Last night was a very calm night, certainly the calmest in ages; there was little wind and hardly any swell. The Pacific was truly "pacific" and it was hard to believe we were anchored out in the ocean and not in a sheltered harbor. What little wind we had was fluky, and I got up a couple of times in the night to take a look topsides. One time I saw the complicated running lights of the submarine far on the horizon, so the Simpson finally has departed, and along with them, all the hoopla of the past several days. I had a hard time seeing White Haze even though they were fairly close. They had a dim anchor light (probably like ours) and it was lost in the background clutter of shoreside lights.

After breakfast, Marcie and David went ashore to do some last-minute provisioning. There was absolutely no difficulty bringing the dinghy through the swell to the small-boat harbor. It should be like this every day! I stayed on Nine of Cups and started preparing for departure. One of the things I did was to put another blanket on my berth. It's been getting noticeably chillier, especially at night, which is hardly surprising since we are heading into winter (equivalent to late November in the Northern Hemisphere). To tell the truth, I'm a little concerned. Winter can not only bring cooler temperatures, but can also increase the likelihood of storms. And these are the big regional lows that circulate around the Roaring Forties, where winds and waves are practically unimpeded by land masses. They are some of the fiercest maritime storms on the planet as they mix temperate or even tropical air to the north with bitterly cold air from the Antarctic regions. Definitely something to be avoided. We won't be going that far south, but we can be adversely affected by the northern boundaries of the storms. In any event, it is getting colder and I regret not bringing more cold weather clothes. It's a sure way to spoil a voyage, being cold all the time.

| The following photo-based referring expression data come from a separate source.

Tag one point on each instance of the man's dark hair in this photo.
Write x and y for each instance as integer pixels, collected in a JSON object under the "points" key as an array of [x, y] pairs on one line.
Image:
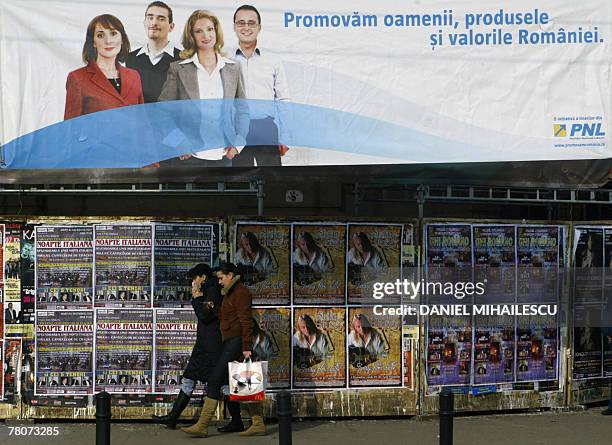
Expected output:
{"points": [[248, 8], [161, 5]]}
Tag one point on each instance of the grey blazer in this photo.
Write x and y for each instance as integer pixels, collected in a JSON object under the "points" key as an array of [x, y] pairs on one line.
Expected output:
{"points": [[182, 84]]}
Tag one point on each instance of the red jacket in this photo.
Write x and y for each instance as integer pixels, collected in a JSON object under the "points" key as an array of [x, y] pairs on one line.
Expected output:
{"points": [[88, 91]]}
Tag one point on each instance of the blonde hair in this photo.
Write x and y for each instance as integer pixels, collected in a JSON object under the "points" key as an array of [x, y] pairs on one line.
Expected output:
{"points": [[189, 42]]}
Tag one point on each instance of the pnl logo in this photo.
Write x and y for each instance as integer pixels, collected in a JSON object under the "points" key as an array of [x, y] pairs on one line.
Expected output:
{"points": [[560, 130]]}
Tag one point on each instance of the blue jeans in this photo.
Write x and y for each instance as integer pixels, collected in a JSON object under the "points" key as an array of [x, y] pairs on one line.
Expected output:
{"points": [[231, 350]]}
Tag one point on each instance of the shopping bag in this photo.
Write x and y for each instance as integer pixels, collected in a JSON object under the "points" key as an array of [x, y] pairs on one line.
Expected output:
{"points": [[248, 380]]}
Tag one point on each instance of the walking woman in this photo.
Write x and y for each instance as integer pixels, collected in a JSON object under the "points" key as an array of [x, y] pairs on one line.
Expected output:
{"points": [[237, 333], [206, 302]]}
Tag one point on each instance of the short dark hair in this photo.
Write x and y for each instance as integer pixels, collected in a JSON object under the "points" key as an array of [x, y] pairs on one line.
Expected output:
{"points": [[200, 270], [161, 5], [248, 8], [107, 21]]}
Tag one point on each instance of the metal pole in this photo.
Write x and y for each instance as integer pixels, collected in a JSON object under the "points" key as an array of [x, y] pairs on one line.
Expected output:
{"points": [[103, 416], [284, 413], [447, 412]]}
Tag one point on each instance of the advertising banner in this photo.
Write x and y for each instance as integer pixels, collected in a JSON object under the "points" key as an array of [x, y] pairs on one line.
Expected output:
{"points": [[374, 348], [64, 267], [305, 110], [273, 343], [319, 359], [262, 255], [123, 255], [373, 255], [449, 350], [124, 350], [178, 247], [318, 257], [64, 352], [175, 335]]}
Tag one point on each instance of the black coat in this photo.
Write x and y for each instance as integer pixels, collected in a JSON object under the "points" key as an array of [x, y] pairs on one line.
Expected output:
{"points": [[205, 353]]}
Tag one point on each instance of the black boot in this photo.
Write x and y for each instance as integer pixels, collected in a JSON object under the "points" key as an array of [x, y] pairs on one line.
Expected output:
{"points": [[171, 418], [235, 425]]}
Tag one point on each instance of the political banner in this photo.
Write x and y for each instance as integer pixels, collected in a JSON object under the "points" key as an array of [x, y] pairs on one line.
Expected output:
{"points": [[272, 342], [306, 112], [262, 256], [374, 348], [64, 267], [124, 350], [318, 258], [373, 256], [64, 352], [319, 356], [178, 247], [123, 255]]}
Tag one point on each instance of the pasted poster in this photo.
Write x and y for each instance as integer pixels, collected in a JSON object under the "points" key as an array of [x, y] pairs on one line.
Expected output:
{"points": [[373, 255], [123, 256], [587, 350], [318, 257], [64, 352], [179, 247], [588, 264], [319, 359], [262, 256], [537, 345], [374, 348], [175, 335], [495, 262], [272, 342], [12, 258], [124, 350], [538, 262], [64, 267], [494, 349], [449, 350]]}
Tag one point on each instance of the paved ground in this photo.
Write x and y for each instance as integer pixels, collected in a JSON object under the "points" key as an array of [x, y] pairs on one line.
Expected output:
{"points": [[584, 428]]}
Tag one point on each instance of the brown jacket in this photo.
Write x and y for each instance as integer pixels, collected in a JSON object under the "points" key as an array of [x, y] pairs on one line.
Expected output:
{"points": [[236, 317]]}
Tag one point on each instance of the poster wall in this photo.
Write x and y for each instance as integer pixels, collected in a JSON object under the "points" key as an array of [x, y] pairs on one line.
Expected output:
{"points": [[262, 253], [373, 255], [64, 352], [124, 350], [374, 348], [318, 341], [123, 256], [318, 258], [178, 247], [273, 343], [64, 267]]}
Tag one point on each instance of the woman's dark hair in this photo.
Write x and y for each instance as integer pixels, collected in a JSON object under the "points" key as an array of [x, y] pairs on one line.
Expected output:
{"points": [[227, 267], [107, 21], [200, 270]]}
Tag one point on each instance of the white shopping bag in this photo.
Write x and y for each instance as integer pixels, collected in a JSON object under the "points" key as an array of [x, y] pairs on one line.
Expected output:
{"points": [[248, 380]]}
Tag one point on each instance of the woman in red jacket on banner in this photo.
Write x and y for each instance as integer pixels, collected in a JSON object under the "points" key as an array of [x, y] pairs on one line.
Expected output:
{"points": [[103, 84]]}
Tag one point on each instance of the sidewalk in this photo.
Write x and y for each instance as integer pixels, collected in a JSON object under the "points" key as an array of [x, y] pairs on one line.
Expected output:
{"points": [[584, 428]]}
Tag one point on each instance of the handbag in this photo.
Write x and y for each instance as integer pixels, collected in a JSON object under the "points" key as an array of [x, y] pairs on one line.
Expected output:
{"points": [[248, 380]]}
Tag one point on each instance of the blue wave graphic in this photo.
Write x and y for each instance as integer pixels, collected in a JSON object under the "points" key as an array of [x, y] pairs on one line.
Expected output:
{"points": [[136, 136]]}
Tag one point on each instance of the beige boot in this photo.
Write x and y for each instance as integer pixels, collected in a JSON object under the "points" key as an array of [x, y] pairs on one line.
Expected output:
{"points": [[258, 427], [200, 428]]}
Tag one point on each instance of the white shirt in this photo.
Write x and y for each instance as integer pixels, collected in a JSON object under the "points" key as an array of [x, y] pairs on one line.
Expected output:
{"points": [[264, 78], [155, 58], [210, 87]]}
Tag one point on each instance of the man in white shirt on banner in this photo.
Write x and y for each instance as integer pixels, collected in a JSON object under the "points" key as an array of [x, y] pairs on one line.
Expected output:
{"points": [[265, 79]]}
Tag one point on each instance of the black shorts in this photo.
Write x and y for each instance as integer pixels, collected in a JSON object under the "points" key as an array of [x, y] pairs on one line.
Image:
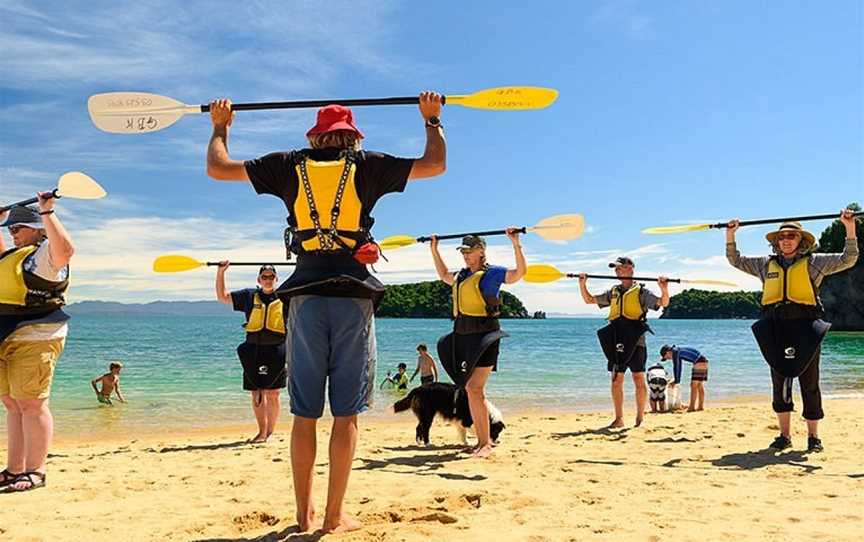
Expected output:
{"points": [[263, 366], [636, 364]]}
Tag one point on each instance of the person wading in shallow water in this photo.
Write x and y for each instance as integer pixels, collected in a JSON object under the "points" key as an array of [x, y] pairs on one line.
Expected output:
{"points": [[329, 190], [262, 355]]}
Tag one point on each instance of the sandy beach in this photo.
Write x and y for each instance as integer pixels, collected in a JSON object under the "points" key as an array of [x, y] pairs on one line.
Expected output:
{"points": [[699, 476]]}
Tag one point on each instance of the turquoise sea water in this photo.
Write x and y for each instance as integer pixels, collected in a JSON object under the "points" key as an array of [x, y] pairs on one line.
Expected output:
{"points": [[182, 372]]}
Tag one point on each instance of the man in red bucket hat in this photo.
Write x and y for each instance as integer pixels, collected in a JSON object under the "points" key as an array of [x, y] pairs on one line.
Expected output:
{"points": [[329, 190]]}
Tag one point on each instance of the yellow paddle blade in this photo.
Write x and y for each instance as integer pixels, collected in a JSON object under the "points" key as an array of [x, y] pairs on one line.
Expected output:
{"points": [[540, 273], [560, 227], [79, 186], [175, 264], [714, 282], [506, 98], [677, 229], [397, 241]]}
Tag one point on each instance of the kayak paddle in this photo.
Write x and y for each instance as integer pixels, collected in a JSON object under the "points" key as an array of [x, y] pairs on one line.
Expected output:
{"points": [[540, 273], [174, 263], [73, 184], [142, 112], [721, 225], [554, 228]]}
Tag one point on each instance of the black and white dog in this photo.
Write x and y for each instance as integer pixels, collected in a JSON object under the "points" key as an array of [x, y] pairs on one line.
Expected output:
{"points": [[449, 402]]}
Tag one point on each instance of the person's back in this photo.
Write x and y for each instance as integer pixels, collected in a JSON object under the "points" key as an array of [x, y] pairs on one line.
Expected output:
{"points": [[329, 191]]}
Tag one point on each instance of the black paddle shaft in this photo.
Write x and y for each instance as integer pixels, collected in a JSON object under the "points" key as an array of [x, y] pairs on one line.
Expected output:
{"points": [[303, 104], [253, 263], [425, 239], [614, 277], [721, 225], [26, 202]]}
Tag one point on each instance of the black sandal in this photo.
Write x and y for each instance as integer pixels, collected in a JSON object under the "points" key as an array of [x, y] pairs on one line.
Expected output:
{"points": [[29, 477], [8, 477]]}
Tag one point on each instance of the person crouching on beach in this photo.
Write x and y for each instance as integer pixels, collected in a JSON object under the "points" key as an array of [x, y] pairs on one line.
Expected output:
{"points": [[34, 276], [470, 353], [110, 384], [262, 354], [698, 373], [623, 340], [790, 329]]}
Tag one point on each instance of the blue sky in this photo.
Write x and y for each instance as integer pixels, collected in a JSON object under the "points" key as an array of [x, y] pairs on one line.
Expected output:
{"points": [[668, 112]]}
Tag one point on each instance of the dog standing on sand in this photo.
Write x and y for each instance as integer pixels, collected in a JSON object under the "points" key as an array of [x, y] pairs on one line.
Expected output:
{"points": [[451, 404]]}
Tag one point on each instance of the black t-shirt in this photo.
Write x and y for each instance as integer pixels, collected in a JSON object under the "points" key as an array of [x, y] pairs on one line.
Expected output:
{"points": [[377, 174], [243, 301]]}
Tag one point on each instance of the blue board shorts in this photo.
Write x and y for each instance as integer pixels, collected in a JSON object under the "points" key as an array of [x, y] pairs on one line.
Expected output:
{"points": [[330, 344]]}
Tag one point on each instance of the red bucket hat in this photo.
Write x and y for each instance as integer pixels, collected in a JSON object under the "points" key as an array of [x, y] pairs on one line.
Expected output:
{"points": [[334, 117]]}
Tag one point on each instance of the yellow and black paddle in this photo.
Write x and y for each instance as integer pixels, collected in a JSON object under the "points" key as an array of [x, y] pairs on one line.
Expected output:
{"points": [[721, 225], [142, 112], [554, 228], [174, 263], [540, 273], [73, 184]]}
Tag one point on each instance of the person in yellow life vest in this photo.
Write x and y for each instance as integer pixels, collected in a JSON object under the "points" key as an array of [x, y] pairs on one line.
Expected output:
{"points": [[623, 339], [34, 276], [470, 353], [262, 354], [790, 330], [329, 190]]}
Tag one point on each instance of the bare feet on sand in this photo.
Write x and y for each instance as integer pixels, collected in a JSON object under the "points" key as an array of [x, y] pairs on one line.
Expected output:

While Marcie and David were ashore, the modest winds finally shifted around to just west of north, a favorable direction for leaving. I called David on the radio to report the wind shift (we are using the little FRS radios since the handheld VHF got dunked and stopped working). A while later, David called back and said that they had managed to get some good provisions (which had arrived on last night's flight from the mainland), and that they had visited the Port Captain's office to check out.


Once they returned to the boat, they told me more details. To do a shoreside check-out, the Armada official telephones the other officials and asks them to come over to the Armada office. While they were waiting for the officials to arrive, the Port Captain thanked Marcie and David for dressing the ship yesterday during the regatta; Marcie thanked the Port Captain for the very helpful and cordial attitude of the Armada. Once the other officials arrived the formalities were speedily completed.

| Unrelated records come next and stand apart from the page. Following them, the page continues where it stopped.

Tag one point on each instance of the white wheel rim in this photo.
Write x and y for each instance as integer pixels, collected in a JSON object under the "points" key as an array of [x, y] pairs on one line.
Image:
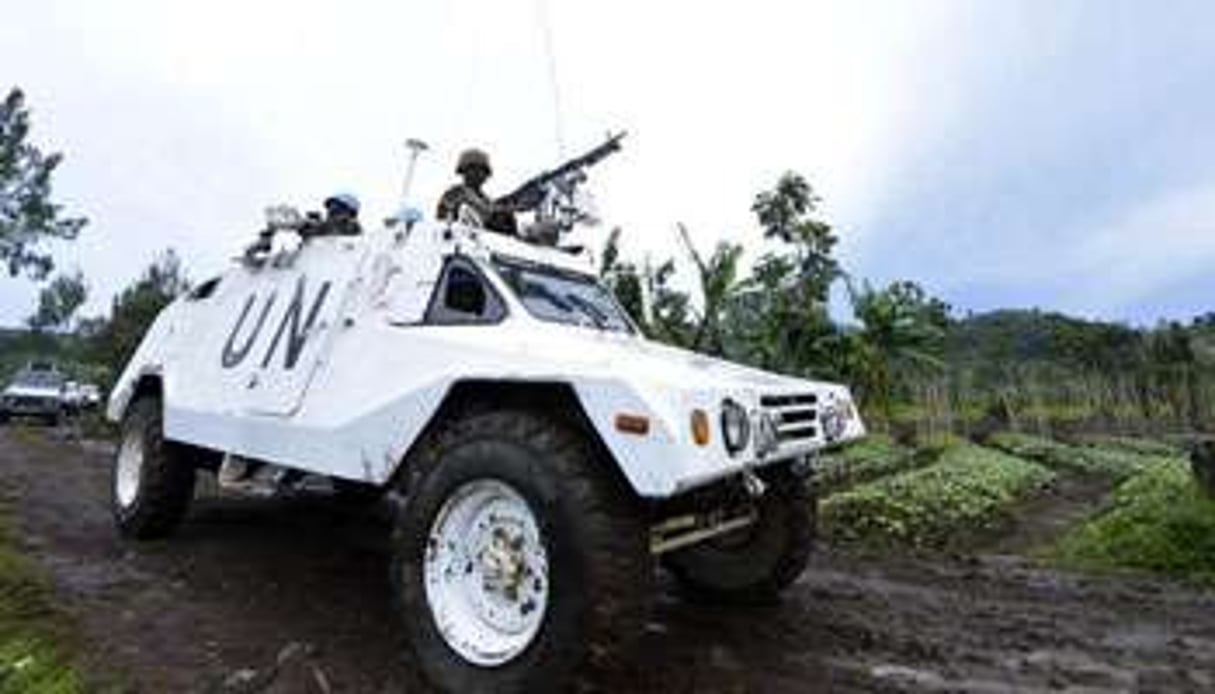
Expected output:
{"points": [[486, 573], [130, 466]]}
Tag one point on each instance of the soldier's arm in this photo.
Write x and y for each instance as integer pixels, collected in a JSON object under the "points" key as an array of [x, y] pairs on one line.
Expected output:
{"points": [[448, 204]]}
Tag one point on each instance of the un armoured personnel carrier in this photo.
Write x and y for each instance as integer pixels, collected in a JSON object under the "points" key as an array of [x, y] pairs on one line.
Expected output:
{"points": [[540, 455]]}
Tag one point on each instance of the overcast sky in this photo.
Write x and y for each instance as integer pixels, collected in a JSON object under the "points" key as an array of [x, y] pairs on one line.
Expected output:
{"points": [[1037, 153]]}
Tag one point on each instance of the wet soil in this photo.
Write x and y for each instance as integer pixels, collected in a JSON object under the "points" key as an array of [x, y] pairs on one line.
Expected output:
{"points": [[250, 584]]}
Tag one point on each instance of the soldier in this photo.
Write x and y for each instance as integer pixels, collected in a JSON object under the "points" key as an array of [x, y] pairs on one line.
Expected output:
{"points": [[467, 202], [340, 218]]}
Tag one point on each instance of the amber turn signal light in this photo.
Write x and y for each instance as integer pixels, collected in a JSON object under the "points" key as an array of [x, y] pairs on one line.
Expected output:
{"points": [[700, 427], [633, 424]]}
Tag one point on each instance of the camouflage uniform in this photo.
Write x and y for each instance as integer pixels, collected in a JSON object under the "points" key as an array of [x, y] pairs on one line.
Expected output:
{"points": [[464, 195], [474, 168]]}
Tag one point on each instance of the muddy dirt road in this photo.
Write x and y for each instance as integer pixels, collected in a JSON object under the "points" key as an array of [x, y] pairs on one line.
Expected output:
{"points": [[249, 581]]}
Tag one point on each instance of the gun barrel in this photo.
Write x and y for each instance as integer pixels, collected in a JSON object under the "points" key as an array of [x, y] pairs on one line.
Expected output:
{"points": [[532, 191]]}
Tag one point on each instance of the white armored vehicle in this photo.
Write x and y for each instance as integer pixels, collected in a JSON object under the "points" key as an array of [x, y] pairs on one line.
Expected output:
{"points": [[537, 451]]}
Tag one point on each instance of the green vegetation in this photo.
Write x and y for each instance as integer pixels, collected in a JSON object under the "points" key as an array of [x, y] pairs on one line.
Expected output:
{"points": [[28, 216], [33, 631], [862, 461], [1159, 522], [1113, 463], [966, 491], [1141, 446]]}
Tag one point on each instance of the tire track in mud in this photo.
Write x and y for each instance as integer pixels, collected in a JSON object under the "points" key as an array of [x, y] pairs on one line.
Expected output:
{"points": [[249, 581]]}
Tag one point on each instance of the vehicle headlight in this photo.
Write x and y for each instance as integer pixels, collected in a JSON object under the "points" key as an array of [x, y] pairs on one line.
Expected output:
{"points": [[735, 427], [835, 418]]}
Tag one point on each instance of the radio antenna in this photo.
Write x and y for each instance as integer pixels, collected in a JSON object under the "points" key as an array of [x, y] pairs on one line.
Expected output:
{"points": [[546, 28], [416, 148]]}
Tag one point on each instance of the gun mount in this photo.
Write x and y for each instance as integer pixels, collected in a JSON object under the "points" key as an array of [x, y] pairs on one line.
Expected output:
{"points": [[555, 197]]}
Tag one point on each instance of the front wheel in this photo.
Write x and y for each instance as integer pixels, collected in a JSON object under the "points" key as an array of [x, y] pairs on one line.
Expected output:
{"points": [[519, 562], [153, 479], [756, 563]]}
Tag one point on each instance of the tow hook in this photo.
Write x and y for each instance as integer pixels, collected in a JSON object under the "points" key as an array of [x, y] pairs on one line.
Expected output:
{"points": [[802, 468], [752, 483]]}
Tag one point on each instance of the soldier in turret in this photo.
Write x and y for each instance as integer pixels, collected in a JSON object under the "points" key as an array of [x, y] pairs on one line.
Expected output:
{"points": [[465, 202]]}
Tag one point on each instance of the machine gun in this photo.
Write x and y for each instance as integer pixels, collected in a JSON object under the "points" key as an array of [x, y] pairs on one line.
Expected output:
{"points": [[552, 196]]}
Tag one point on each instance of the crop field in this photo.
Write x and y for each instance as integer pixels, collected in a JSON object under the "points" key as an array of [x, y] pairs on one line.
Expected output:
{"points": [[1136, 509], [1157, 522], [966, 491]]}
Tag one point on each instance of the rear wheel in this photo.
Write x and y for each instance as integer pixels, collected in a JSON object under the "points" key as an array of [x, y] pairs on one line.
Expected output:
{"points": [[519, 562], [755, 563], [153, 479]]}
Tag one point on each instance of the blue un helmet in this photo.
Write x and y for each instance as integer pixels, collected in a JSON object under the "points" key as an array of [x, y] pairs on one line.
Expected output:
{"points": [[346, 202]]}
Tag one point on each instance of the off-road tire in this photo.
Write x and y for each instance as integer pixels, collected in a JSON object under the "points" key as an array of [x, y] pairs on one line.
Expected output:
{"points": [[753, 565], [165, 479], [599, 566]]}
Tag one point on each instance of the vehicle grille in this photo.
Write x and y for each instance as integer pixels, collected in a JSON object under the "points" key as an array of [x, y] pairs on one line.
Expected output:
{"points": [[796, 416], [30, 402]]}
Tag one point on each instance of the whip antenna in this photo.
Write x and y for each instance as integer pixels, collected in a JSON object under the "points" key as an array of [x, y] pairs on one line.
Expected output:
{"points": [[416, 148], [546, 28]]}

There was one additional step required by the health official since we had been in Chile longer than 14 days: a mandatory boat fumigation. The health official and two assistants dinghied out with David and Marcie, plus they gave Ada a lift back to White Haze. The two assistants clambered aboard Nine of Cups with an unlabeled spray can (which we figured was a can of Raid or something similar). As usual, they had big heavy waffle-stomper boots caked with mud which got tracked all over the boat. They asked us to cover any food and wanted to know where the bathrooms were, then they sprayed and sprayed while we waited topsides. When they were done and came topsides, one of the assistants practically puked overboard from the noxious fumes; the health official stayed in the dinghy the whole time. David then had to run the three of them back to the town dock and bring the dink back. After he got back, he said the outboard motor was running poorly again. It was producing very low power, even at full throttle, and he said he had just barely made it back. So the outboard motor goes back on the fix-me list.

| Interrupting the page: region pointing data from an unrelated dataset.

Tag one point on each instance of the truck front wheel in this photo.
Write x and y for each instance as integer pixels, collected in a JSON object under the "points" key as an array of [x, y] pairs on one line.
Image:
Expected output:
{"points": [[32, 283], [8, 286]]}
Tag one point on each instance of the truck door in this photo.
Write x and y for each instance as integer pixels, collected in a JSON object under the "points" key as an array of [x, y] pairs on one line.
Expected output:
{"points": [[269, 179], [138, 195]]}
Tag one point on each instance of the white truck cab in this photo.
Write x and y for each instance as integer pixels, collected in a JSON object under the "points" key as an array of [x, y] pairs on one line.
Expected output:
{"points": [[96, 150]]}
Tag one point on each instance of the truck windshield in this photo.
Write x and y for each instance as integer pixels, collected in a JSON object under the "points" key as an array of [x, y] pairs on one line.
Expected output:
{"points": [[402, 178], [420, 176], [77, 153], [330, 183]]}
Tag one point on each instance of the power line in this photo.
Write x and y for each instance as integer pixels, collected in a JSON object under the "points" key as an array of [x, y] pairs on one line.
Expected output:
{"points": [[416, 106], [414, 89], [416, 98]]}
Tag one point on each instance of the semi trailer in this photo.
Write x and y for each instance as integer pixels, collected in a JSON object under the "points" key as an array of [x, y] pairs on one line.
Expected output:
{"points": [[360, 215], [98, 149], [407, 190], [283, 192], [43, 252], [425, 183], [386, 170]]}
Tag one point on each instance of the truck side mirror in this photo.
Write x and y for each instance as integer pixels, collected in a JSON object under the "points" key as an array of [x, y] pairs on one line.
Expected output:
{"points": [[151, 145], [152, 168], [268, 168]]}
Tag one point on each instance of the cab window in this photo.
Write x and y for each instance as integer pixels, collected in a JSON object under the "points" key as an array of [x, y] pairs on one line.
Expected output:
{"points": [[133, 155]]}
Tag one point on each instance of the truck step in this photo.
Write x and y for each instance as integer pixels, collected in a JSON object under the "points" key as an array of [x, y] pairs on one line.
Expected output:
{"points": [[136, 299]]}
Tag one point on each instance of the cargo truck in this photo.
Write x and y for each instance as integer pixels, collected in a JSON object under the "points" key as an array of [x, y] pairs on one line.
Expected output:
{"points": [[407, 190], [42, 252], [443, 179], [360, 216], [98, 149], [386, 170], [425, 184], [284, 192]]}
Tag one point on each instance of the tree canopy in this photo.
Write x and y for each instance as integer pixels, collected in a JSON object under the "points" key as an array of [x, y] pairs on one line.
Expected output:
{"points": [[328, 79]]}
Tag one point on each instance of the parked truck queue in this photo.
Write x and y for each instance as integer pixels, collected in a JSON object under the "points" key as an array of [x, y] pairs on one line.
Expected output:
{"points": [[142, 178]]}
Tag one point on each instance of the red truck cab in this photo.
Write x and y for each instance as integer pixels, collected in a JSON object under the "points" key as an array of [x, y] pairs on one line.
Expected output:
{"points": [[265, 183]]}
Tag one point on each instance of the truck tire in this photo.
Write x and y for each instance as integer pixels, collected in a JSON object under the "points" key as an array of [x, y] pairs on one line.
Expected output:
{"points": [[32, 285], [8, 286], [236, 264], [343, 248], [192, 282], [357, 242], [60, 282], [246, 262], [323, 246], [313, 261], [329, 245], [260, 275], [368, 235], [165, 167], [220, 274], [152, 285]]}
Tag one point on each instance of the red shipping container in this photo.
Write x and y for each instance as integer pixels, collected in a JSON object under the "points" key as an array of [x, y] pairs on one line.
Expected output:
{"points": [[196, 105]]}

With shoreside formalities complete and everyone back on board, we stowed and secured the dinghy upside down on the foredeck, started the engine, and retrieved the anchor chain snubber. I was pleased to see that the new snubber looked just fine. However, David wants to make another snubber to replace this one, since the present snubber uses some of the boat's good dock lines. Before raising the anchor, David first raised the mainsail, taking in one reef. That done, we upped anchor and motorsailed away from the island.

Before we could set our nearly due east heading we had to round the point made by the southernmost volcano. Once we threaded our way between the steep volcanic cliffs and the two neighboring islets, David dialed-in our correct heading, unfurled the jib, and killed the engine. We were now clear of Easter Island and officially on-passage, bound for the Juan Fernández Archipelago, 1,530 nautical miles distant.